Paterno Book Says Coach ‘Sobbed Uncontrollably’ After Being Fired


A Joe Paterno book due out later this month will reveal intimate details of the tarnished coach’s final months, a time plagued by scandal over allegations that he failed to turn in assistant coach Jerry Sandusky for child abuse claims.

Joe Posnaski, author of the Paterno book, detailed what Paterno felt in those days, writing that the firing from Penn State crushed the former head coach, the Washington Post reported.

After coaching Penn State for 45 seasons, the coach didn’t know what to do with himself after being fired, the Paterno book detailed. In an excerpt published in GQ, Posnaski wrote:

“[The day after he was fired last November] Paterno met with his coaches at his house. He sobbed uncontrollably. This was his bad day. Later, one of his former captains, Brandon Short, stopped by the house. When Brandon asked, ‘How are you doing, Coach?’ Paterno answered, ‘I’m okay,’ but the last syllable was shaky, muffled by crying, and then he broke down and said, ‘I don’t know what I’m going to do with myself.’ Nobody knew how to handle such emotion. Joe had always seemed invulnerable. On Thursday, though, he cried continually.”

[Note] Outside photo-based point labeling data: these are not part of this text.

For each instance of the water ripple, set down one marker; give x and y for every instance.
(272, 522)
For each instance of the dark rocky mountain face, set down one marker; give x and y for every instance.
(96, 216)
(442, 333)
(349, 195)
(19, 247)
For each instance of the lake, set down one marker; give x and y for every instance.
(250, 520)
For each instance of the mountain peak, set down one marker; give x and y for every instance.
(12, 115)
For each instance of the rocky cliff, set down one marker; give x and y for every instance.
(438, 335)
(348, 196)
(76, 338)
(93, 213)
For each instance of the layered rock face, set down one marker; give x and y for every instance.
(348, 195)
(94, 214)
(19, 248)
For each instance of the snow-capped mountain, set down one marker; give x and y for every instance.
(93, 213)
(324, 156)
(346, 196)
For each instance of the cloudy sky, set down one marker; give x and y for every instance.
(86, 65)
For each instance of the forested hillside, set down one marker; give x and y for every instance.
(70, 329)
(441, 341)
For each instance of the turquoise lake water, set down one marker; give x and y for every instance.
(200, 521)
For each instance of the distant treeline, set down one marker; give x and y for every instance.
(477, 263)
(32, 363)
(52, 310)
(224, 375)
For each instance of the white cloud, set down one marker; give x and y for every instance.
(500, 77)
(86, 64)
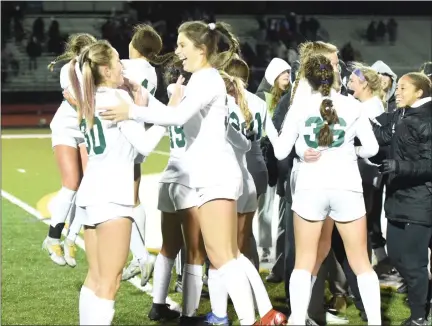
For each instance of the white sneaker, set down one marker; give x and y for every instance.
(132, 270)
(335, 320)
(147, 268)
(54, 250)
(69, 249)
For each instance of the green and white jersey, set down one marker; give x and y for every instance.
(112, 149)
(65, 120)
(209, 157)
(337, 167)
(238, 135)
(141, 72)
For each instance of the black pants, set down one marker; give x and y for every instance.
(279, 266)
(374, 218)
(407, 246)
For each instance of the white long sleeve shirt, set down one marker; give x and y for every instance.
(369, 171)
(261, 123)
(209, 157)
(337, 167)
(112, 149)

The Paterno book also detailed the impact the firing had on the Paterno family. Scott Paterno, who had run for Congress and seen the dangers and nastiness of public life, called his father shortly after the scandal and put it bluntly, the Paterno book said:

“(Scott) would sometimes tell people, ‘Hey, don’t kid yourself, I’m the [expletive] of the family.’ When Scott read the presentment, he called his father and said, ‘Dad, you have to face the possibility that you will never coach another game.’ “

As the scandal was breaking the family hired a PR specialist, Dan McGinn, to help stay ahead of the situation. As the Paterno book recalled how McGinn found out that the Paterno family no longer had the support of the university’s trustees, and “that’s when McGinn realized that this was going to be the worst day of Joe Paterno’s professional life.”

Paterno’s devastation would continue the week after his firing, when he would be diagnosed with lung cancer. The Paterno book wrote that in his final days the coach knew that his legacy would never be restored, saying: “I have spent my whole life trying to make that name mean something. And now it’s gone.”